Ce nouveau dispositif modifie le principe actuellement appliqué : les consommateurs n’auront plus à s’inscrire sur une liste pour refuser les appels commerciaux. Il revient désormais aux professionnels de prouver qu’ils ont obtenu leur consentement préalable.
Le décret précise que le consentement devra résulter d’un acte positif clair. Une mention préremplie ou la simple poursuite de la navigation sur un site internet ne seront pas considérées comme un consentement.
Avant de recueillir cet accord, l’entreprise devra communiquer son identité, celle de l’éventuel prestataire chargé des appels, la nature des biens ou services proposés ainsi que la période pendant laquelle le consommateur accepte d’être contacté.
Le consentement sera valable pendant un an au maximum et ne pourra faire l’objet d’aucun renouvellement tacite. Le consommateur pourra le retirer à tout moment, y compris oralement, selon une procédure qui ne devra pas être plus complexe que celle utilisée pour l’accorder.
Les professionnels devront conserver sous format numérique la date, l’heure et les conditions du consentement pendant trois ans. Ils seront également tenus d’en fournir gratuitement une preuve au consommateur qui en fait la demande.
Une exception est prévue pour la rénovation énergétique et l’adaptation des logements à la vieillesse ou au handicap.
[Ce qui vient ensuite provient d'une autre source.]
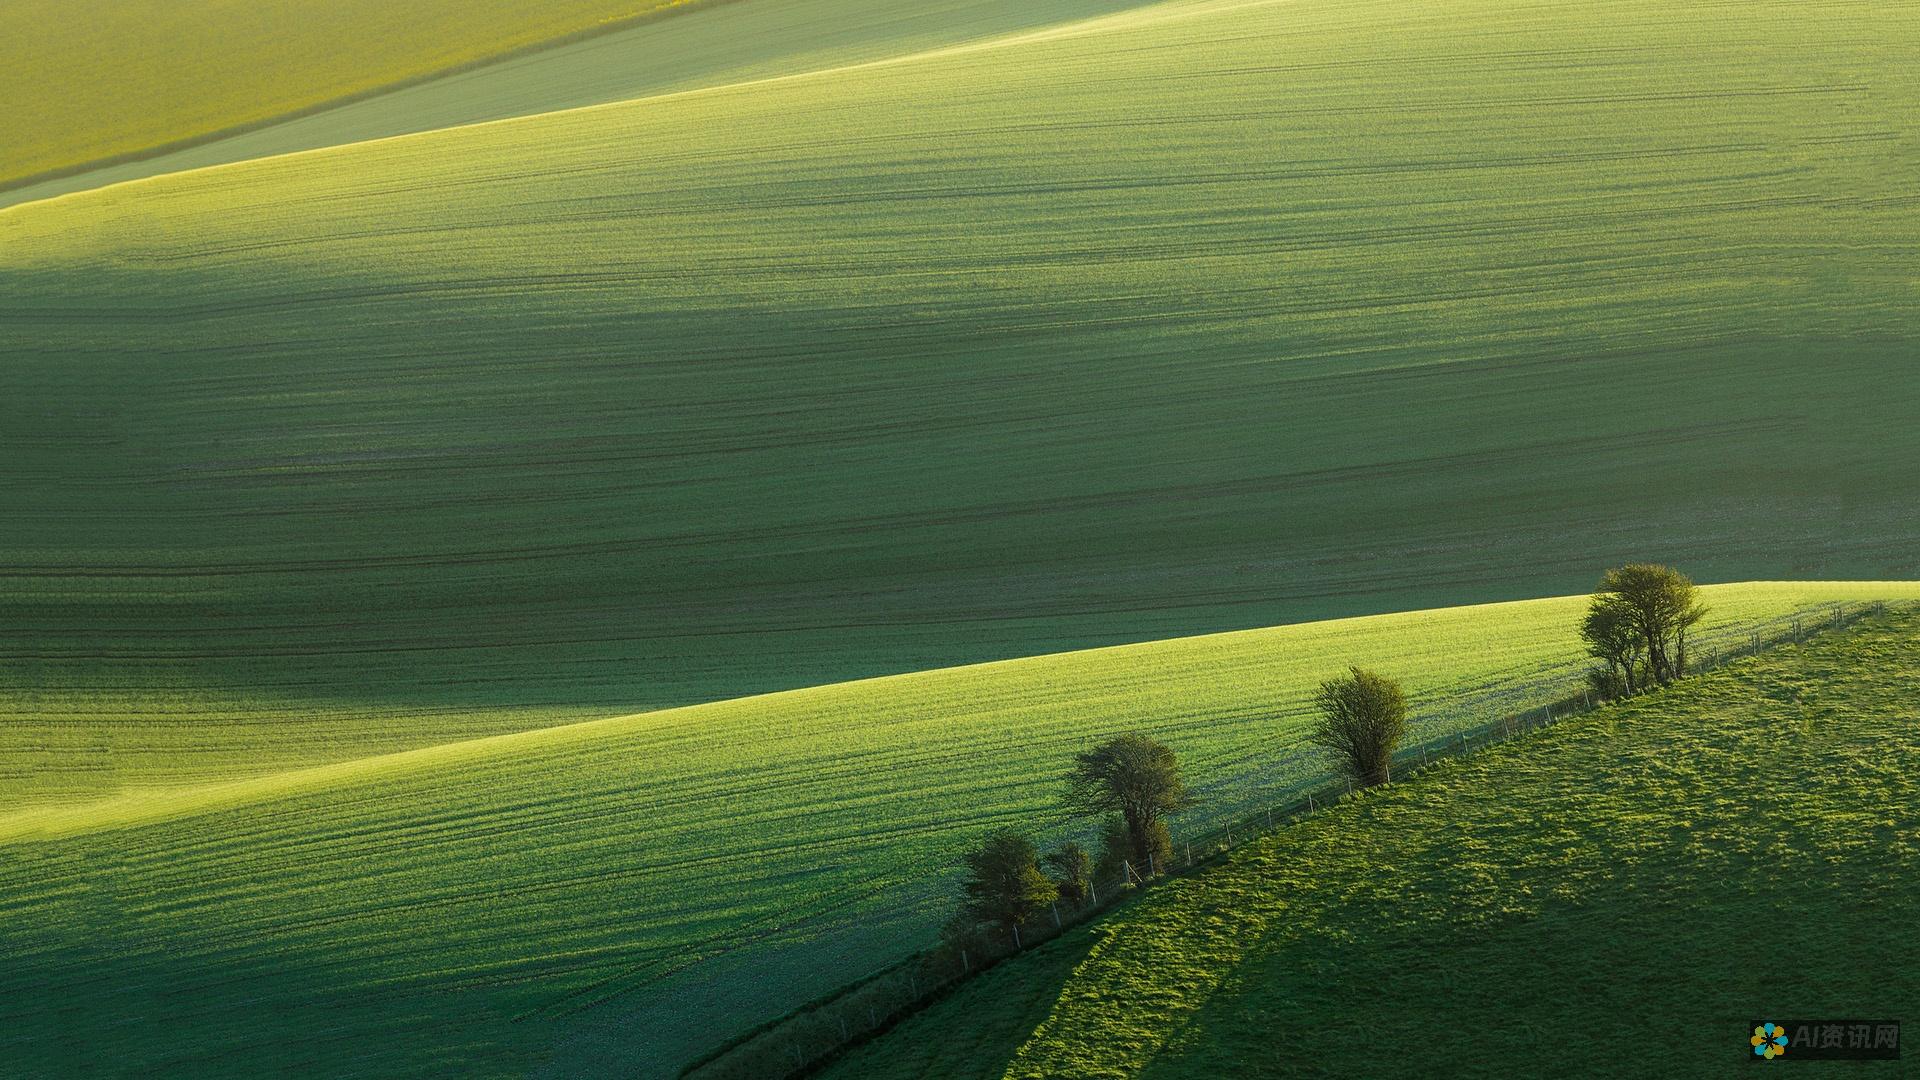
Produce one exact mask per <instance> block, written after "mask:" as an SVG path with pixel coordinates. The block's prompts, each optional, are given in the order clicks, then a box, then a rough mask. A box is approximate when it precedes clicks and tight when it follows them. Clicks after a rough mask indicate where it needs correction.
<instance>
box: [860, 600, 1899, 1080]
mask: <svg viewBox="0 0 1920 1080" xmlns="http://www.w3.org/2000/svg"><path fill="white" fill-rule="evenodd" d="M1916 667H1920V617H1916V615H1912V613H1905V615H1895V617H1889V619H1884V621H1880V623H1878V625H1874V626H1870V628H1860V630H1853V632H1847V634H1836V636H1822V638H1816V640H1812V642H1811V644H1809V646H1805V648H1784V650H1780V651H1772V653H1764V655H1763V657H1761V659H1755V661H1740V663H1738V665H1736V667H1730V669H1726V671H1722V673H1715V675H1709V676H1703V678H1699V680H1695V682H1690V684H1684V686H1682V688H1676V690H1672V692H1665V694H1657V696H1651V698H1642V700H1638V701H1634V703H1628V705H1617V707H1609V709H1605V711H1601V713H1596V715H1586V717H1578V719H1574V721H1569V723H1565V724H1559V726H1555V728H1549V730H1546V732H1540V734H1536V736H1530V738H1526V740H1523V742H1517V744H1507V746H1500V748H1496V749H1492V751H1486V753H1478V755H1473V757H1469V759H1463V761H1455V763H1450V765H1444V767H1440V769H1436V771H1432V773H1425V774H1421V776H1417V778H1413V780H1409V782H1402V784H1396V786H1392V788H1390V790H1380V792H1373V794H1367V796H1363V798H1357V799H1350V801H1344V803H1342V805H1338V807H1336V809H1332V811H1329V813H1321V815H1317V817H1311V819H1308V821H1304V822H1300V824H1292V826H1284V828H1281V830H1277V832H1273V834H1269V836H1265V838H1261V840H1258V842H1256V844H1250V846H1246V847H1242V849H1238V851H1235V853H1233V855H1231V857H1229V859H1227V863H1225V865H1219V867H1212V869H1204V871H1200V872H1196V874H1194V876H1190V878H1181V880H1173V882H1167V884H1164V886H1158V888H1152V890H1150V892H1146V894H1144V896H1142V897H1139V899H1137V901H1135V903H1131V905H1129V907H1125V909H1121V911H1119V913H1116V915H1114V917H1110V919H1104V920H1100V922H1094V924H1091V926H1087V928H1083V930H1077V932H1073V934H1068V936H1066V938H1062V940H1058V942H1054V944H1048V945H1046V947H1043V949H1037V951H1035V953H1029V955H1025V957H1020V959H1016V961H1010V963H1004V965H1000V967H996V969H993V970H991V972H987V974H985V976H981V978H975V980H973V982H970V984H964V986H962V990H960V992H956V994H954V995H952V997H948V999H945V1001H943V1003H939V1005H935V1007H933V1009H929V1011H925V1013H920V1015H918V1017H914V1019H910V1020H908V1022H904V1024H902V1026H900V1028H897V1030H893V1032H889V1034H887V1036H883V1038H881V1040H879V1042H876V1043H870V1045H868V1047H864V1049H860V1051H856V1053H854V1055H851V1057H847V1059H843V1061H841V1065H839V1067H837V1068H831V1070H828V1076H831V1078H835V1080H854V1078H858V1080H883V1078H891V1076H900V1078H906V1076H912V1078H916V1080H927V1078H979V1080H1000V1078H1002V1076H1004V1078H1010V1080H1029V1078H1046V1076H1079V1078H1089V1080H1094V1078H1119V1076H1142V1078H1154V1080H1175V1078H1213V1076H1388V1074H1411V1072H1417V1074H1421V1076H1720V1074H1732V1072H1734V1070H1738V1068H1745V1065H1743V1055H1745V1053H1747V1034H1749V1032H1751V1024H1753V1019H1755V1017H1778V1019H1782V1020H1786V1019H1788V1017H1797V1019H1799V1017H1809V1019H1812V1017H1834V1019H1839V1017H1862V1019H1866V1017H1884V1019H1899V1017H1910V1015H1914V1011H1916V1009H1920V944H1916V942H1914V936H1912V932H1910V928H1912V926H1914V924H1916V920H1920V884H1916V882H1920V846H1916V844H1914V828H1912V824H1914V821H1920V776H1916V773H1914V769H1912V761H1914V757H1916V755H1920V711H1916V705H1914V700H1912V694H1910V684H1912V675H1914V671H1916ZM1791 1053H1793V1049H1791V1047H1789V1049H1788V1055H1789V1057H1791ZM1857 1074H1860V1076H1903V1074H1905V1072H1903V1070H1901V1067H1899V1065H1897V1063H1878V1065H1860V1067H1859V1068H1857Z"/></svg>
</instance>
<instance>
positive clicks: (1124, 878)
mask: <svg viewBox="0 0 1920 1080" xmlns="http://www.w3.org/2000/svg"><path fill="white" fill-rule="evenodd" d="M1885 609H1887V605H1885V601H1868V603H1855V605H1832V607H1822V609H1816V611H1803V613H1797V615H1791V617H1784V619H1776V621H1770V623H1764V625H1755V626H1741V628H1740V630H1738V632H1732V634H1716V636H1713V638H1703V640H1701V642H1697V644H1695V651H1693V655H1690V657H1688V661H1686V663H1688V669H1690V671H1695V673H1697V671H1711V669H1716V667H1722V665H1726V663H1730V661H1736V659H1741V657H1749V655H1755V653H1759V651H1764V650H1768V648H1774V646H1780V644H1791V642H1803V640H1807V638H1809V636H1811V634H1814V632H1818V630H1824V628H1841V626H1847V625H1851V623H1855V621H1859V619H1862V617H1866V615H1876V613H1884V611H1885ZM1563 686H1565V682H1563ZM1647 690H1649V688H1645V686H1636V690H1634V694H1644V692H1647ZM1603 703H1605V701H1603V700H1601V698H1599V696H1597V694H1596V692H1594V688H1592V686H1582V688H1574V690H1571V692H1567V694H1561V696H1559V698H1555V700H1549V701H1544V703H1540V705H1532V707H1528V709H1519V711H1511V713H1505V715H1500V717H1496V719H1490V721H1488V723H1482V724H1478V726H1473V728H1467V730H1459V732H1452V734H1446V736H1440V738H1428V740H1425V742H1419V744H1417V746H1411V748H1407V746H1402V748H1400V749H1396V751H1394V753H1392V763H1390V771H1392V774H1394V776H1402V778H1404V776H1413V774H1419V773H1421V771H1423V769H1428V767H1432V765H1436V763H1440V761H1446V759H1450V757H1457V755H1463V753H1471V751H1475V749H1484V748H1486V746H1490V744H1496V742H1505V740H1513V738H1524V736H1528V734H1532V732H1536V730H1540V728H1546V726H1551V724H1557V723H1561V721H1565V719H1569V717H1574V715H1582V713H1588V711H1592V709H1597V707H1601V705H1603ZM1354 790H1356V786H1354V780H1352V778H1340V776H1321V778H1319V780H1317V782H1311V784H1308V786H1304V788H1296V792H1294V798H1292V799H1288V801H1284V803H1277V805H1261V807H1254V809H1250V811H1242V813H1238V815H1233V817H1227V819H1225V821H1215V822H1212V824H1208V826H1202V828H1194V830H1183V832H1171V834H1169V836H1167V842H1165V844H1164V846H1158V849H1152V851H1150V853H1148V859H1150V865H1144V867H1135V865H1133V859H1121V861H1117V863H1116V865H1114V867H1110V869H1106V867H1100V869H1098V872H1089V878H1087V888H1085V897H1081V899H1079V901H1077V903H1075V901H1064V899H1058V897H1052V899H1048V901H1046V905H1044V909H1043V911H1041V917H1039V919H1035V920H1031V922H1025V924H1018V926H1012V928H1008V932H1004V934H977V936H966V938H952V940H945V942H941V944H939V945H935V947H931V949H924V951H918V953H914V955H910V957H908V959H904V961H900V963H895V965H891V967H885V969H881V970H877V972H872V974H868V976H866V978H860V980H858V982H852V984H849V986H843V988H839V990H835V992H831V994H828V995H824V997H820V999H816V1001H812V1003H808V1005H803V1007H799V1009H795V1011H791V1013H787V1015H785V1017H780V1019H776V1020H770V1022H766V1024H762V1026H758V1028H755V1030H751V1032H745V1034H741V1036H737V1038H733V1040H730V1042H728V1043H724V1045H720V1047H718V1049H716V1051H712V1053H708V1055H707V1057H703V1059H701V1061H695V1063H693V1065H689V1067H687V1068H685V1070H682V1076H685V1078H689V1080H693V1078H697V1080H785V1078H799V1076H808V1074H812V1072H818V1070H820V1068H824V1067H826V1065H828V1063H829V1061H833V1059H835V1057H839V1055H841V1053H845V1051H847V1049H851V1047H854V1045H858V1043H862V1042H866V1040H870V1038H874V1036H877V1034H881V1032H885V1030H889V1028H891V1026H895V1024H897V1022H900V1020H902V1019H906V1017H908V1015H912V1013H916V1011H920V1009H924V1007H925V1005H929V1003H933V1001H937V999H939V997H943V995H945V994H948V992H950V990H952V988H954V986H956V984H960V982H962V980H968V978H972V976H975V974H979V972H983V970H987V969H991V967H993V965H996V963H1000V961H1004V959H1008V957H1012V955H1016V953H1020V951H1025V949H1033V947H1035V945H1041V944H1044V942H1050V940H1054V938H1058V936H1062V934H1064V932H1068V930H1069V928H1073V926H1075V924H1079V922H1085V920H1089V919H1092V917H1094V915H1098V913H1102V911H1106V909H1110V907H1114V905H1117V903H1123V901H1125V899H1127V897H1131V896H1135V894H1137V892H1139V890H1140V888H1144V886H1146V884H1148V882H1150V880H1154V878H1160V876H1169V874H1187V872H1190V871H1194V869H1198V867H1204V865H1208V863H1215V861H1219V859H1221V857H1223V855H1225V853H1227V851H1231V849H1233V847H1236V846H1240V844H1246V842H1248V840H1254V838H1256V836H1260V834H1263V832H1269V830H1273V828H1279V826H1283V824H1286V822H1292V821H1298V819H1302V817H1306V815H1313V813H1319V811H1323V809H1327V807H1331V805H1334V803H1338V801H1340V799H1344V798H1348V796H1352V794H1354ZM1162 853H1164V855H1162Z"/></svg>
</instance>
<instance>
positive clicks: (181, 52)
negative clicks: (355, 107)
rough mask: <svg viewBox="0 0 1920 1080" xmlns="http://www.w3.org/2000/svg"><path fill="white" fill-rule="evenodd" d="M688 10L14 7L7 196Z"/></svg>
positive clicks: (624, 9) (113, 1)
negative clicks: (32, 187) (582, 36)
mask: <svg viewBox="0 0 1920 1080" xmlns="http://www.w3.org/2000/svg"><path fill="white" fill-rule="evenodd" d="M685 2H691V0H541V2H540V4H520V2H516V0H478V2H476V0H461V2H453V0H413V2H409V4H382V2H376V0H267V2H259V0H192V2H188V4H180V2H173V0H81V2H75V0H6V2H4V4H0V42H6V46H4V52H0V58H4V60H6V63H0V100H4V102H6V108H4V110H0V186H4V184H12V183H19V181H21V179H27V177H36V175H42V173H58V171H67V169H77V167H84V165H88V163H94V161H100V160H108V158H117V156H125V154H140V152H148V150H154V148H159V146H167V144H173V142H180V140H190V138H202V136H207V135H213V133H221V131H228V129H236V127H246V125H255V123H261V121H271V119H276V117H282V115H286V113H294V111H301V110H309V108H313V106H323V104H326V102H338V100H342V98H349V96H353V94H363V92H367V90H378V88H382V86H392V85H396V83H405V81H409V79H419V77H422V75H432V73H436V71H447V69H453V67H461V65H465V63H472V61H478V60H486V58H493V56H501V54H507V52H513V50H516V48H524V46H532V44H540V42H545V40H551V38H557V37H566V35H572V33H580V31H591V29H597V27H603V25H607V23H618V21H628V19H634V17H639V15H645V13H649V12H660V10H668V8H674V6H678V4H685Z"/></svg>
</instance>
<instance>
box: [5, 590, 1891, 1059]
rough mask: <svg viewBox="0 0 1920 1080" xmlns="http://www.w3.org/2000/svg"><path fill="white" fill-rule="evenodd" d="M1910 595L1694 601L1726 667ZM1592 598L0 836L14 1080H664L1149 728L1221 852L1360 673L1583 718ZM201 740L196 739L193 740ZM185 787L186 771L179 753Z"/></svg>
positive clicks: (690, 708) (987, 669)
mask: <svg viewBox="0 0 1920 1080" xmlns="http://www.w3.org/2000/svg"><path fill="white" fill-rule="evenodd" d="M1874 596H1882V598H1893V596H1908V598H1910V596H1920V588H1916V586H1903V584H1899V582H1889V584H1874V582H1859V584H1847V582H1832V584H1747V586H1716V588H1713V590H1709V601H1711V603H1713V607H1715V617H1713V626H1715V628H1713V632H1711V634H1709V636H1707V638H1705V642H1709V644H1711V642H1724V640H1728V638H1743V630H1741V628H1743V626H1749V625H1753V623H1755V621H1757V619H1768V617H1780V615H1784V613H1791V611H1797V609H1807V607H1809V605H1820V603H1826V601H1832V600H1859V598H1874ZM1580 603H1582V600H1580V598H1559V600H1538V601H1523V603H1501V605H1486V607H1463V609H1442V611H1417V613H1404V615H1379V617H1367V619H1350V621H1336V623H1323V625H1306V626H1277V628H1269V630H1250V632H1236V634H1219V636H1206V638H1187V640H1169V642H1154V644H1142V646H1123V648H1112V650H1098V651H1083V653H1064V655H1052V657H1035V659H1021V661H1006V663H993V665H981V667H966V669H952V671H931V673H916V675H902V676H893V678H877V680H866V682H851V684H843V686H824V688H816V690H799V692H787V694H776V696H768V698H751V700H739V701H720V703H710V705H695V707H687V709H672V711H662V713H647V715H637V717H622V719H611V721H599V723H586V724H572V726H559V728H545V730H534V732H520V734H507V736H499V738H488V740H474V742H461V744H447V746H436V748H426V749H417V751H409V753H399V755H386V757H371V759H361V761H349V763H338V765H326V767H319V769H309V771H296V773H282V774H275V776H259V778H250V780H238V782H228V784H204V786H200V788H194V790H177V792H171V794H150V796H121V798H113V799H106V801H96V803H86V805H38V807H25V809H15V811H12V813H6V815H0V913H4V915H0V949H4V953H6V957H8V965H6V967H4V970H0V1017H6V1019H8V1022H6V1024H0V1061H8V1063H13V1067H15V1068H19V1070H25V1072H29V1074H35V1076H67V1074H73V1076H84V1074H98V1072H111V1070H119V1072H127V1074H140V1076H156V1078H159V1076H180V1078H188V1076H190V1078H196V1080H200V1078H205V1076H213V1074H244V1076H257V1074H265V1072H280V1070H313V1068H315V1067H317V1065H321V1063H324V1072H326V1074H330V1076H363V1074H365V1076H445V1074H461V1076H482V1074H497V1076H518V1074H524V1072H526V1070H538V1068H543V1070H545V1072H543V1074H551V1076H601V1074H641V1076H653V1074H660V1072H666V1070H670V1068H672V1067H676V1065H680V1063H684V1061H687V1059H691V1057H695V1055H699V1053H703V1051H707V1049H710V1047H712V1045H714V1043H718V1042H722V1040H726V1038H728V1036H732V1034H733V1032H737V1030H743V1028H749V1026H753V1024H756V1022H760V1020H766V1019H770V1017H778V1015H780V1013H783V1011H787V1009H791V1007H795V1005H799V1003H803V1001H806V999H810V997H814V995H818V994H824V992H828V990H831V988H835V986H837V984H841V982H845V980H851V978H856V976H860V974H864V972H868V970H872V969H874V967H881V965H885V963H891V961H895V959H899V957H902V955H906V953H910V951H914V949H918V947H922V945H925V944H927V942H929V936H931V932H933V928H937V926H939V922H941V920H943V919H945V917H947V915H948V909H950V894H952V867H954V859H952V855H954V849H956V847H958V846H962V844H966V842H968V840H972V838H973V836H975V834H979V832H981V830H985V828H989V826H993V824H1000V822H1008V821H1018V822H1025V824H1031V826H1035V828H1041V830H1044V832H1048V834H1056V836H1058V834H1062V830H1064V824H1062V822H1060V819H1058V811H1056V809H1054V807H1056V798H1058V782H1060V771H1062V763H1064V761H1066V759H1068V757H1069V755H1071V751H1075V749H1081V748H1085V746H1087V744H1089V742H1092V740H1096V738H1100V736H1102V734H1110V732H1116V730H1129V728H1144V730H1152V732H1156V734H1160V736H1162V738H1165V740H1169V742H1171V744H1173V746H1177V748H1179V751H1181V755H1183V759H1185V761H1187V767H1188V769H1190V774H1192V778H1194V782H1196V786H1198V790H1200V792H1202V794H1204V798H1206V805H1204V809H1200V811H1196V813H1194V815H1188V817H1185V819H1183V821H1181V828H1190V826H1198V824H1204V822H1206V821H1212V819H1221V817H1225V815H1231V813H1238V811H1244V809H1248V807H1254V805H1267V801H1269V799H1271V801H1279V799H1284V798H1286V794H1288V792H1292V790H1298V788H1300V786H1302V784H1308V782H1311V780H1315V778H1317V776H1319V774H1321V763H1319V761H1317V759H1315V757H1313V755H1309V753H1306V751H1304V748H1302V730H1304V726H1306V713H1308V705H1306V694H1308V692H1309V690H1311V688H1313V686H1315V682H1317V680H1319V678H1323V676H1325V675H1327V673H1332V671H1340V667H1342V665H1344V663H1350V661H1356V659H1363V661H1367V663H1373V665H1379V667H1380V669H1384V671H1392V673H1394V675H1398V676H1404V678H1405V682H1407V686H1409V692H1411V696H1413V707H1415V715H1417V719H1415V724H1413V736H1415V738H1421V740H1427V738H1440V736H1446V734H1450V732H1455V730H1461V728H1467V726H1478V724H1482V723H1486V721H1490V719H1494V717H1498V715H1503V713H1507V711H1513V709H1521V707H1528V705H1538V703H1542V701H1549V700H1553V698H1557V696H1561V694H1565V692H1567V690H1569V688H1571V686H1572V684H1574V682H1576V673H1578V667H1580V663H1578V646H1576V642H1574V636H1572V626H1574V621H1576V613H1578V609H1580ZM198 734H200V736H202V738H205V732H198ZM179 755H180V757H182V759H188V761H190V759H192V753H188V748H186V746H182V748H180V753H179Z"/></svg>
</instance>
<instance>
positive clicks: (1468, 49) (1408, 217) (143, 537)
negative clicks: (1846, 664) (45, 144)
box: [0, 0, 1920, 801]
mask: <svg viewBox="0 0 1920 1080" xmlns="http://www.w3.org/2000/svg"><path fill="white" fill-rule="evenodd" d="M743 10H745V8H743ZM1916 19H1920V12H1916V8H1914V6H1884V4H1876V6H1862V4H1799V2H1795V4H1786V2H1772V4H1745V6H1695V8H1688V10H1686V12H1674V8H1672V6H1670V4H1655V2H1645V0H1615V2H1603V4H1538V6H1526V8H1513V6H1509V4H1492V2H1486V0H1452V2H1446V4H1405V2H1398V0H1371V2H1363V4H1352V2H1340V4H1332V2H1317V0H1309V2H1286V4H1281V2H1273V4H1267V2H1256V4H1238V2H1233V4H1229V2H1225V0H1204V2H1177V4H1160V6H1150V8H1139V10H1131V12H1121V13H1114V15H1106V17H1098V19H1085V21H1077V23H1066V25H1058V27H1050V29H1043V31H1033V33H1027V35H1018V37H1012V38H996V40H991V42H972V44H962V46H954V48H943V50H933V52H925V54H918V56H914V58H902V60H893V61H885V63H866V65H854V67H841V69H831V71H822V73H814V75H803V77H793V79H776V81H760V83H751V85H741V86H724V88H710V90H701V92H691V94H676V96H666V98H653V100H643V102H632V104H611V106H597V108H588V110H572V111H563V113H549V115H540V117H530V119H515V121H501V123H490V125H480V127H465V129H457V131H444V133H430V135H419V136H407V138H392V140H380V142H369V144H357V146H346V148H332V150H319V152H313V154H300V156H286V158H275V160H263V161H250V163H236V165H227V167H219V169H205V171H198V173H182V175H171V177H157V179H152V181H144V183H138V184H125V186H117V188H108V190H98V192H84V194H75V196H69V198H61V200H50V202H40V204H27V206H15V208H12V209H6V211H0V369H4V373H6V380H8V392H6V394H0V455H4V459H6V461H8V469H6V471H4V473H0V505H4V507H6V513H4V515H0V605H4V609H6V613H8V619H6V623H4V625H0V688H4V705H6V711H8V717H6V721H8V723H6V728H4V730H6V736H4V738H8V740H10V742H12V746H8V748H4V751H0V761H12V763H17V761H23V759H29V757H31V761H33V765H31V767H17V765H15V767H13V771H15V774H13V776H12V778H10V790H12V792H17V794H19V798H21V799H29V798H31V799H40V801H48V799H69V798H92V796H98V794H109V792H113V790H119V788H123V786H129V784H173V782H188V780H194V782H198V780H204V778H234V776H240V774H248V773H267V771H276V769H288V767H298V765H317V763H324V761H330V759H346V757H359V755H363V753H376V751H390V749H405V748H415V746H428V744H438V742H445V740H453V738H465V736H482V734H497V732H505V730H520V728H536V726H547V724H553V723H559V721H566V719H584V717H591V715H611V713H626V711H636V709H649V707H664V705H676V703H689V701H705V700H720V698H735V696H745V694H755V692H768V690H783V688H793V686H806V684H828V682H839V680H849V678H860V676H874V675H887V673H902V671H916V669H927V667H941V665H956V663H970V661H987V659H1000V657H1012V655H1033V653H1048V651H1058V650H1068V648H1081V646H1100V644H1116V642H1129V640H1154V638H1169V636H1181V634H1192V632H1208V630H1223V628H1236V626H1260V625H1275V623H1290V621H1308V619H1321V617H1338V615H1354V613H1367V611H1384V609H1417V607H1430V605H1444V603H1459V601H1484V600H1503V598H1519V596H1544V594H1565V592H1576V590H1582V588H1588V586H1590V584H1592V578H1594V573H1596V569H1597V567H1601V565H1607V563H1613V561H1622V559H1626V557H1657V559H1665V561H1674V563H1678V565H1684V567H1686V569H1690V571H1692V573H1695V575H1697V577H1701V578H1703V580H1728V578H1736V580H1738V578H1753V577H1814V575H1818V577H1908V575H1912V573H1914V567H1916V563H1914V552H1912V544H1910V536H1912V534H1914V527H1916V521H1914V517H1916V509H1914V507H1920V498H1916V496H1920V475H1916V473H1914V471H1912V469H1910V461H1912V457H1914V452H1916V450H1920V448H1916V444H1914V440H1916V434H1914V430H1916V429H1914V425H1912V423H1910V415H1908V411H1910V409H1908V407H1907V404H1908V402H1910V398H1912V388H1914V379H1916V375H1914V365H1912V363H1910V361H1912V346H1914V338H1912V325H1914V319H1912V317H1914V313H1916V298H1920V292H1916V284H1914V282H1916V279H1914V273H1912V258H1910V254H1912V250H1914V246H1916V240H1920V234H1916V231H1920V215H1916V213H1912V209H1914V208H1912V200H1914V196H1912V190H1910V184H1905V183H1903V179H1905V177H1908V175H1912V165H1914V163H1916V156H1914V138H1912V131H1910V125H1907V117H1908V115H1910V111H1912V108H1914V104H1916V100H1920V92H1916V79H1920V75H1916V71H1920V63H1910V60H1912V54H1914V50H1916V42H1920V33H1912V31H1916V29H1920V27H1916ZM205 721H219V723H205Z"/></svg>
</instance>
Un professionnel pourra rappeler un consommateur ayant expressément demandé des informations, à condition de le faire dans les cinq jours ouvrables et de limiter l’appel aux produits ou services concernés.
Le décret met ainsi fin à Bloctel, la liste gratuite sur laquelle les consommateurs pouvaient inscrire leur numéro afin de s’opposer au démarchage téléphonique, au profit d’un dispositif dans lequel la preuve de leur accord reposera désormais sur le démarcheur.